The girl stood there on the edge of the park. The other girls, protected and safe, she could barely see.

I screamed after them. I bellowed like a tuba, like a siren.

The boys nearest to me grinned stupidly. (Later, in my grown life, I could always recognize that dumb smirk, a companion to base, dirty deeds.) Their arms opened wide, ready to grab me. Their fingers danced, and their berries probably hardened. I stood still, screaming toward the girls. A few glanced back, but they all continued to walk away, even faster. I screamed louder.

What would they do to me?

They’d have to tear me to pieces and bury my remains, but before that, they would do everything that could be done to a person who becomes their property.

For now, they just wanted me to shut up.

When they were only five feet away, something made them pause. I hurled myself through their ring and ran wildly across the meadow, losing my oversize boot in the mud. At the door, I overtook the last of the girls. She heard me thumping and looked around: on her face I saw the same dirty, complicit smirk. I tumbled inside, red and swollen from crying. But nobody asked a single question as to what caused all that yelling in the park. Those girls knew instinctively. Maybe they’d shared a past in the caves where their female ancestors had been chased down and raped. (How quickly children can regress and accept such hard, primitive truths! Fire and women to be used in common; collective meals shared equally—where the strong get more, the weak get less or nothing at all; sleep together on a filthy floor; grab food from the pile; dress in identical rags.)
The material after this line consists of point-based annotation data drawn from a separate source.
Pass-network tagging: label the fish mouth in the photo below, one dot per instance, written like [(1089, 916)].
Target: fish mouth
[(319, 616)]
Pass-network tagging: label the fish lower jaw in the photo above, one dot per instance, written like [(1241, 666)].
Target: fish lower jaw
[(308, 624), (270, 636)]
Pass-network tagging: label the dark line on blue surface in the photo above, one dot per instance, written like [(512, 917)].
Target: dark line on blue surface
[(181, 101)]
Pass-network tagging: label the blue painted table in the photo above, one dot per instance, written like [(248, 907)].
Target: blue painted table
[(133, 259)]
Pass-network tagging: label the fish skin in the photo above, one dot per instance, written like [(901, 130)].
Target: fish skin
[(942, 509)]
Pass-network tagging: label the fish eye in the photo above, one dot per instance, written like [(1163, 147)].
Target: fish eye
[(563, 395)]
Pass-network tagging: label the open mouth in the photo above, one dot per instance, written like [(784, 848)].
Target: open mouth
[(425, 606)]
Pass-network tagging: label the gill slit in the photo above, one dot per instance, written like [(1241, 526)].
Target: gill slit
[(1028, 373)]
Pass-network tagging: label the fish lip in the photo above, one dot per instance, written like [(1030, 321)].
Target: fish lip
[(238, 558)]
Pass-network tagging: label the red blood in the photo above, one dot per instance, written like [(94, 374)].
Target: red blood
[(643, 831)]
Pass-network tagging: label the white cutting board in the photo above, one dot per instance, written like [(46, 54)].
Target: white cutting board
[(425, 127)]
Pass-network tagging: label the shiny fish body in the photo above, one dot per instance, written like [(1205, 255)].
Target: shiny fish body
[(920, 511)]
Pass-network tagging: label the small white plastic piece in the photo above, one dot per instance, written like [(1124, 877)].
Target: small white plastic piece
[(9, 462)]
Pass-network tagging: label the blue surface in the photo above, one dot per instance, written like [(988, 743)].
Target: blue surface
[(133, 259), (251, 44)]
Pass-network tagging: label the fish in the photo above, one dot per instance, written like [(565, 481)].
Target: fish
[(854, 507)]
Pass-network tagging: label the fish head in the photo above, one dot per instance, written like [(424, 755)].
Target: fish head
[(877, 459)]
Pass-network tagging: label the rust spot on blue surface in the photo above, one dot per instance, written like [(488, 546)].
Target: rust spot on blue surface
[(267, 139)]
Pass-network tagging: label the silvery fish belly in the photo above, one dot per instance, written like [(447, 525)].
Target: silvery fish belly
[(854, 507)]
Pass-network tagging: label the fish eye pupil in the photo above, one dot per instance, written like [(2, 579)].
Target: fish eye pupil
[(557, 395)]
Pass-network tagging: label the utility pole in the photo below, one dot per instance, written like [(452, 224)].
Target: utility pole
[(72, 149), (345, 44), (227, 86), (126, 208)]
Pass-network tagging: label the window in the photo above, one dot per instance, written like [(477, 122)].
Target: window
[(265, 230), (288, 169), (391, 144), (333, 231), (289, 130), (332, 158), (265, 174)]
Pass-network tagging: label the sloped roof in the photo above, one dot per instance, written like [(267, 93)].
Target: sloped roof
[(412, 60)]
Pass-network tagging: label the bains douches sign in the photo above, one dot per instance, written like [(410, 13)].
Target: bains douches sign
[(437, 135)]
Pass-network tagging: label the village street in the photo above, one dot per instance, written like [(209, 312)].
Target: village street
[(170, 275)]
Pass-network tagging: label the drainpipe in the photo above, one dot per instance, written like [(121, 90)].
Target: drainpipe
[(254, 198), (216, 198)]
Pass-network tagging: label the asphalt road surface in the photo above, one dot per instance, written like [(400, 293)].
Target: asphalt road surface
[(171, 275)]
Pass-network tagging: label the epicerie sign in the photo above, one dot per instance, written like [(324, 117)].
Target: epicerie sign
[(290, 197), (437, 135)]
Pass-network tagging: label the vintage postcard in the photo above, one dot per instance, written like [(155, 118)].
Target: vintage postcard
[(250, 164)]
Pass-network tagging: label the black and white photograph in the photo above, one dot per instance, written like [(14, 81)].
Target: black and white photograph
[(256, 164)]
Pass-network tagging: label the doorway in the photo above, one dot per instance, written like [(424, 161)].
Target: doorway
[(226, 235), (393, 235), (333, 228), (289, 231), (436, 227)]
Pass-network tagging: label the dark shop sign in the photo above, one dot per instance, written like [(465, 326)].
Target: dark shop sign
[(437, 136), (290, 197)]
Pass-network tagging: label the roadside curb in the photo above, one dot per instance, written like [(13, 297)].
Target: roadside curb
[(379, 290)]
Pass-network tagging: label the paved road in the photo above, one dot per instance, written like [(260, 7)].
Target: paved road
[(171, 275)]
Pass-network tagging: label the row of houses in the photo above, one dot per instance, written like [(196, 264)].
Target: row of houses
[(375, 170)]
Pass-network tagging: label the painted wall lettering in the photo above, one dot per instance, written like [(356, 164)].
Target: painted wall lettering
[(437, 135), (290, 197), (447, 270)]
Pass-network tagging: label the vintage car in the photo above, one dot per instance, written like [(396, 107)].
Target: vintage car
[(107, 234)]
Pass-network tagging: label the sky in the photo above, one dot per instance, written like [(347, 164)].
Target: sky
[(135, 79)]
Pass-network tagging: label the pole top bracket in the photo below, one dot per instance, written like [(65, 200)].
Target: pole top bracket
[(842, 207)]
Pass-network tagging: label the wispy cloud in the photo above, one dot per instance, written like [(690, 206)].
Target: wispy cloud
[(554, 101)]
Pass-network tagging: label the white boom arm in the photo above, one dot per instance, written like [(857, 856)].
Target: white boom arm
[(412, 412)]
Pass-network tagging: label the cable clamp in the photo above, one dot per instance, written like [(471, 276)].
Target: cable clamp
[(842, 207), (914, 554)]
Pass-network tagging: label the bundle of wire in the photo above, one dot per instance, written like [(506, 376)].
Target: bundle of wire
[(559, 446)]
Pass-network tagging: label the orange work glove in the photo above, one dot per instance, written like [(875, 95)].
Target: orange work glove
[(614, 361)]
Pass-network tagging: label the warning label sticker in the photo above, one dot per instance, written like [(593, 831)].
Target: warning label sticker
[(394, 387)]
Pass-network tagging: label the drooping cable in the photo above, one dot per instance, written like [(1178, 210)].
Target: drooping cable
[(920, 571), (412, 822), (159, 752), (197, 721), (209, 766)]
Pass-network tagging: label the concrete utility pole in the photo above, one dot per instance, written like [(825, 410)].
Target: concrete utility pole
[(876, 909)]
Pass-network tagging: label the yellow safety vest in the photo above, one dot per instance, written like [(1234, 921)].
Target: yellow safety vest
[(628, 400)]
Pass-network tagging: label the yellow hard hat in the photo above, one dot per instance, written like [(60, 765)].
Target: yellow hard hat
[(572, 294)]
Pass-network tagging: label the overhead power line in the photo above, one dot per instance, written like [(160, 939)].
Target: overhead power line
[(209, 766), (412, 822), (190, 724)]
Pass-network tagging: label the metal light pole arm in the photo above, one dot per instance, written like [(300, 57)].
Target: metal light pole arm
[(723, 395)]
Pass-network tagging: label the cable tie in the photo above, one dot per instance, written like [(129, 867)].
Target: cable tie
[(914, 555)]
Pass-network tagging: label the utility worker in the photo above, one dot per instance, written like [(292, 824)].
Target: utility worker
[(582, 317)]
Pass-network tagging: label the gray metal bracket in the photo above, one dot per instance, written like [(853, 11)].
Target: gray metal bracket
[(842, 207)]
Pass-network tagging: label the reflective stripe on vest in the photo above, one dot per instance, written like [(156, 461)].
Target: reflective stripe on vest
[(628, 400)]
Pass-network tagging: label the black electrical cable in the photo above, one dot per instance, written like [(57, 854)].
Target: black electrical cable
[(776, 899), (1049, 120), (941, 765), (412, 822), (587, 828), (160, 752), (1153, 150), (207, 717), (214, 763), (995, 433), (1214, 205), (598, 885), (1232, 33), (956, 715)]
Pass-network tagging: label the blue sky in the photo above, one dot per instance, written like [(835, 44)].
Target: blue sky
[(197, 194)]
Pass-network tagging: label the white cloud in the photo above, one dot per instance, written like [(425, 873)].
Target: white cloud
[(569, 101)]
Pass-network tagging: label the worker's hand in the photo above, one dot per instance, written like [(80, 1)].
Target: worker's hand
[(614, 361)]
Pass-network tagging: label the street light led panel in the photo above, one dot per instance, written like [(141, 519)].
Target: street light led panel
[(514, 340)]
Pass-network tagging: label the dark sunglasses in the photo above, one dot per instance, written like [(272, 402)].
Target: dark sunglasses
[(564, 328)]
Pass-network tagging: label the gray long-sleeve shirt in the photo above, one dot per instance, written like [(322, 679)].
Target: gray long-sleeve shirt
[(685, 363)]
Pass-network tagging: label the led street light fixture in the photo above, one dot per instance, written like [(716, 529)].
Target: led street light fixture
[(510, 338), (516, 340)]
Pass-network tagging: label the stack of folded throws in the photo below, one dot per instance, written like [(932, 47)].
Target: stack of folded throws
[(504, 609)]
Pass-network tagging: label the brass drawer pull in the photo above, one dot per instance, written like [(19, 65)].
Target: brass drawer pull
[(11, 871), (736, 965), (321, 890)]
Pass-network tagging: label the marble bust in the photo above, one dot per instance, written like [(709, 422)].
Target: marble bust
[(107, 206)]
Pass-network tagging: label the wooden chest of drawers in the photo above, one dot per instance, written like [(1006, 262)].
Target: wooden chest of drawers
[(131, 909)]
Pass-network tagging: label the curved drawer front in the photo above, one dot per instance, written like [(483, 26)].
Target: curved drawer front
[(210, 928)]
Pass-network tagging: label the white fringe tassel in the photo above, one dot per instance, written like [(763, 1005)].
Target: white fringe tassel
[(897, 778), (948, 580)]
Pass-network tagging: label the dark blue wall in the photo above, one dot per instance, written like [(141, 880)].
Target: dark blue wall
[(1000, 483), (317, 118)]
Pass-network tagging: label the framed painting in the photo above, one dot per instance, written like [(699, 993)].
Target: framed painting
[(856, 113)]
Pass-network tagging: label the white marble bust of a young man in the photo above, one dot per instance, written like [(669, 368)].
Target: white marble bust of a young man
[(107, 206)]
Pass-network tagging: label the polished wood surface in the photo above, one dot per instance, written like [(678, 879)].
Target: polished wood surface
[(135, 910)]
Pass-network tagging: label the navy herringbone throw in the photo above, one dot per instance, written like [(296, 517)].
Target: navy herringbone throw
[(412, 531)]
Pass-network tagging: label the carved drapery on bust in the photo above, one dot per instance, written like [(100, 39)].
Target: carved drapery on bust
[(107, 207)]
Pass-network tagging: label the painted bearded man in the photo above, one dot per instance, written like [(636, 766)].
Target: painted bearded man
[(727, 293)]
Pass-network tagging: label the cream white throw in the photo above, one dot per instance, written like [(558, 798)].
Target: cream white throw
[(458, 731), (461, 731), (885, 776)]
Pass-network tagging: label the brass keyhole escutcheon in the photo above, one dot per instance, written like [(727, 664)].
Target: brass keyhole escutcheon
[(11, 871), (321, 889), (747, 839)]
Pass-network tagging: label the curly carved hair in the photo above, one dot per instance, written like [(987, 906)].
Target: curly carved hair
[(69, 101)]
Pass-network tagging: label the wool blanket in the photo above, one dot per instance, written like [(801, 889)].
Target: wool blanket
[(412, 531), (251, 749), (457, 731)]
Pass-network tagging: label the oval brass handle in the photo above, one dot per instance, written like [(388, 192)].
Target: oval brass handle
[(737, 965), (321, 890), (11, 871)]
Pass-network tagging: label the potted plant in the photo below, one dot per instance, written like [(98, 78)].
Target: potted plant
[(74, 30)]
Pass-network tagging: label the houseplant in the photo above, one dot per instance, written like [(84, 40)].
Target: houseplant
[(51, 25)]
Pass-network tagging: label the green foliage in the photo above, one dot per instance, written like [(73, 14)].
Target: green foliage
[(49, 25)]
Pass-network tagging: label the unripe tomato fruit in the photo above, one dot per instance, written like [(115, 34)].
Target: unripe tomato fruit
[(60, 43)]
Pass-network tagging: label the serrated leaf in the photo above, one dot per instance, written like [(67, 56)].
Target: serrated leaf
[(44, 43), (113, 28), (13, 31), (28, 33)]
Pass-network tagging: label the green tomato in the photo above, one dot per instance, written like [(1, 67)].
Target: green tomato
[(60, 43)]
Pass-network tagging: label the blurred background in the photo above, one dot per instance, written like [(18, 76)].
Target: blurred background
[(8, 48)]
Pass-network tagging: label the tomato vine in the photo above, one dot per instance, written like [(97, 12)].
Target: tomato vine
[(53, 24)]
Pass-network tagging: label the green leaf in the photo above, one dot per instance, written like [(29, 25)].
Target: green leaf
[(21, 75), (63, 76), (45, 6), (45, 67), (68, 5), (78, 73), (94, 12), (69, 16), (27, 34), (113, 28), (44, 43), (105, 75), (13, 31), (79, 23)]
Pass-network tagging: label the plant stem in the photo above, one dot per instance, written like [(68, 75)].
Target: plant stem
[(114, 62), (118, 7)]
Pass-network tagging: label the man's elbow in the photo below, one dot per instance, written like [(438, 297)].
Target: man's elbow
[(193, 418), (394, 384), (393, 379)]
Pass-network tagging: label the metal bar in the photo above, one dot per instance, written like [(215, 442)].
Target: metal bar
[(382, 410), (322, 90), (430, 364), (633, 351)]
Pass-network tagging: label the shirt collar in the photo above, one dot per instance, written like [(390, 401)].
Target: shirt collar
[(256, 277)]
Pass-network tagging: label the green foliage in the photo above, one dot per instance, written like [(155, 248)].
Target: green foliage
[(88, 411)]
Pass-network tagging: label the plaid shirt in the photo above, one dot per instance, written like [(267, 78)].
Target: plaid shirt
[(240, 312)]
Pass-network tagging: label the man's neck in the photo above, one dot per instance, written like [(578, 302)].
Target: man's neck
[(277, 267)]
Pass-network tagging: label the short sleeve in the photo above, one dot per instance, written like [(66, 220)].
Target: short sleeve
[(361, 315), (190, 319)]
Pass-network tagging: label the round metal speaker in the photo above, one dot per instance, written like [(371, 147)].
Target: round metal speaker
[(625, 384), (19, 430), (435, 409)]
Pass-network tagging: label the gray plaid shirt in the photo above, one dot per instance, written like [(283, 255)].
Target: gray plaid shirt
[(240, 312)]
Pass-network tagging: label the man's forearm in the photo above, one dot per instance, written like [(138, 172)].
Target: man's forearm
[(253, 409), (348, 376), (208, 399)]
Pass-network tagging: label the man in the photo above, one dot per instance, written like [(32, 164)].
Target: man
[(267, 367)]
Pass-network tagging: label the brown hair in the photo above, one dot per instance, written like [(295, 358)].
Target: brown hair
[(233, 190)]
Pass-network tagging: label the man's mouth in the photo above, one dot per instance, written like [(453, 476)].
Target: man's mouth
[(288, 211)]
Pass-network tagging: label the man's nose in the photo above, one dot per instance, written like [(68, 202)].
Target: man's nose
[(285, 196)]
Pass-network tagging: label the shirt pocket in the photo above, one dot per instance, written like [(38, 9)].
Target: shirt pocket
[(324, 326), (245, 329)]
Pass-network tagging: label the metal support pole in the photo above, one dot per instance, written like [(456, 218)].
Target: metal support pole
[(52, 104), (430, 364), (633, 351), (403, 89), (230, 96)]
That night the girls seemed quiet in a strange, contented way, as if their hunger for primitive justice had been stoked and sated. They didn’t know I had escaped! They assumed I had come back alive but broken, soiled.

Excreted was the word for such children. The girl herself had known excreted kids in her schoolyard. The excreted were outside the commune, up for grabs—anyone could abuse them in any way. The thing to do was to stalk them, then to slam them into a wall in plain view. The excreted wore the look of dumb cattle; two or three stalkers tailed them. Nothing less than constant adult supervision could protect them, but one can’t expect an adult presence on every path, or around each corner.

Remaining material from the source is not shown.